It seems the storagenode has hard time staying within limits, and very loosely interprets amount of allocated space, constantly overshooting the set limit. I don’t want to babysit it and dynamically stop ingress by lowering the allocated space whenever I see it using too much.
I’ve read recently that there is safety buffer of 5GB of free space that storagenode will maintain no matter what.
So, what if I set quota on the dataset to the amount I actually want storagenode not to exceed, the same amount I told it actually in the config file, as a way to enforce the agreed upon amount of configured space.
I’d just config it to save a bit more space: so there’s some room to go over. If your quota prevents it from writing… don’t nodes have a periodic-storage-writeability check: and if that fails (or takes longer than a minute) the node shuts down?
You can try a quota: but don’t be surprised if your node periodically stabs itself in the heart
No, it should work, at least all SNOs with not updated usage in the databases reported the same, it stops ingress around 5GB.

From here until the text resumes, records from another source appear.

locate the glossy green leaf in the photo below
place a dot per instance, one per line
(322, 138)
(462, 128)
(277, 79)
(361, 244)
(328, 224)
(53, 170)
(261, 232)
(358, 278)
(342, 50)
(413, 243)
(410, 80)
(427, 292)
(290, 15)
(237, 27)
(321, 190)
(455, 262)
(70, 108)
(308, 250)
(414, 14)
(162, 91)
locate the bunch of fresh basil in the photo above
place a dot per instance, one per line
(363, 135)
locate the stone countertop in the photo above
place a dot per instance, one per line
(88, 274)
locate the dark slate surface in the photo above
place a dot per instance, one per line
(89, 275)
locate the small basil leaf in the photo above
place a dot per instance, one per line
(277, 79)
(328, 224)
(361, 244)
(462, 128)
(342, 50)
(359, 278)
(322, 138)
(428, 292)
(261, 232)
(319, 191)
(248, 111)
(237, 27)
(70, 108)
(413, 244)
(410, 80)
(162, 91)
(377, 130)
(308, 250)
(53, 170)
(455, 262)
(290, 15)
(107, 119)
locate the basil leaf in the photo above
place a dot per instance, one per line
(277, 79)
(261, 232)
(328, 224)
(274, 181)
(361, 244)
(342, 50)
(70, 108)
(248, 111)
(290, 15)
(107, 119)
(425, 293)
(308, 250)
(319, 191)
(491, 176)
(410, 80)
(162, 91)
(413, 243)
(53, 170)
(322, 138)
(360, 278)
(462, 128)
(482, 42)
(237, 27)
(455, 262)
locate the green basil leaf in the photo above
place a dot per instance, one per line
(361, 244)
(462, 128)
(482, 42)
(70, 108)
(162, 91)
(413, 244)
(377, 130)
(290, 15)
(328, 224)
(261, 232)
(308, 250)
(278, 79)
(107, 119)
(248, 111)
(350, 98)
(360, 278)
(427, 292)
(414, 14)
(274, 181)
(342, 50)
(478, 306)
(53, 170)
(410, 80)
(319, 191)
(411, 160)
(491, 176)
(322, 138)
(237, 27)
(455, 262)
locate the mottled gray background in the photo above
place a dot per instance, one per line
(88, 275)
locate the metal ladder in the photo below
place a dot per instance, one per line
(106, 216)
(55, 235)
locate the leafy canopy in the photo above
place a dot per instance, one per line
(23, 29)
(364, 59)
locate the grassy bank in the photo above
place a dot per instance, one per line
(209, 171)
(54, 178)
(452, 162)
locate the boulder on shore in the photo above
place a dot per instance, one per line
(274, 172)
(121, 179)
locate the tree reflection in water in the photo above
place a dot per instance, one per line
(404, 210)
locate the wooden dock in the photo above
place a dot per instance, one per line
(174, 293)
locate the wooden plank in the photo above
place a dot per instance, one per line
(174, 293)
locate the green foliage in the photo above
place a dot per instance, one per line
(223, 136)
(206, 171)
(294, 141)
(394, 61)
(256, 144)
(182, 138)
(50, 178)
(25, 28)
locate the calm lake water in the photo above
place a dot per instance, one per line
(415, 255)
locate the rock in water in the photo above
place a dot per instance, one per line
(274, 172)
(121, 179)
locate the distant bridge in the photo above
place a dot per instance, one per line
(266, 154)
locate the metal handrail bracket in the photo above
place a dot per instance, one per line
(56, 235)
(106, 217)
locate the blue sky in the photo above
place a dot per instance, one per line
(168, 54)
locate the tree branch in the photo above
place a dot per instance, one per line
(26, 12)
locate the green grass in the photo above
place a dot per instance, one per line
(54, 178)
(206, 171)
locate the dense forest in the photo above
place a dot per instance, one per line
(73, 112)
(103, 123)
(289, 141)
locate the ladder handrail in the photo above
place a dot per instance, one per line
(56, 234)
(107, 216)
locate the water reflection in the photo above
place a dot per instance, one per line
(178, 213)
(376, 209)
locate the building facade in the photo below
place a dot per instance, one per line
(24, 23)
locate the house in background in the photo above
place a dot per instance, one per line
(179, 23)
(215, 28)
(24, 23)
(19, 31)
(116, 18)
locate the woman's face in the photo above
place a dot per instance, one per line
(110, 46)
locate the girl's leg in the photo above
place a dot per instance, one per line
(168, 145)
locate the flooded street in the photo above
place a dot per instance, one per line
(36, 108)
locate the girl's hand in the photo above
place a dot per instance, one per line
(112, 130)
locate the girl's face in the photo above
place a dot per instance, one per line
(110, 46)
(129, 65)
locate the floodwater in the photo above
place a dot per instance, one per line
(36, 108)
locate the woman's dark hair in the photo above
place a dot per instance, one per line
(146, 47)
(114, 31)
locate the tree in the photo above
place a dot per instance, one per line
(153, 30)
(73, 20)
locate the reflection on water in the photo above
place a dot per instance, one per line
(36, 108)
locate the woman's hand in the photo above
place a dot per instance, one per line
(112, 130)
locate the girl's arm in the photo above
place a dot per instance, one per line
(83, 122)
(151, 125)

And seems your node have this issue with not updated databases too (the data on the piechart does not match the disk usage).
Could you please check?
I checked, there are no database related issues in the logs. There are a few filewalkers that did not complete, but it’s expected as I rebooted node after changing configuration and on update.
In fact, few days after I artificially lowered the allocated space to stop ingress, it’s lagging in the other direction: pie chart shows 27.8TB used, while data on disk is 26.4TB. (The limit was never set higher than 27TB)
It seems there in some lag, it takes a while for the dashboard to catch up with the actual disk usage and until it does, node can overshoot during high ingress.
Perhaps used space filewalker needs to run more often to reduce the discrepancy?
Either way, I’ll set quotas and this shall take care of this corner case.
You are correct, the databases are updated regularly, but the dashboard re-read them not so often, so there is always a lag. And I think the overusage problem could be that the node didn’t transmit information to the satellites in time that it was full.
It could be. However, in the lazy mode it would run days especially when you have a high ingress - the filewalker will be de-prioritized by the OS.
I think there could help to reduce intervals for the backend to re-read data from the databases, but I do not think that we have it parametrized.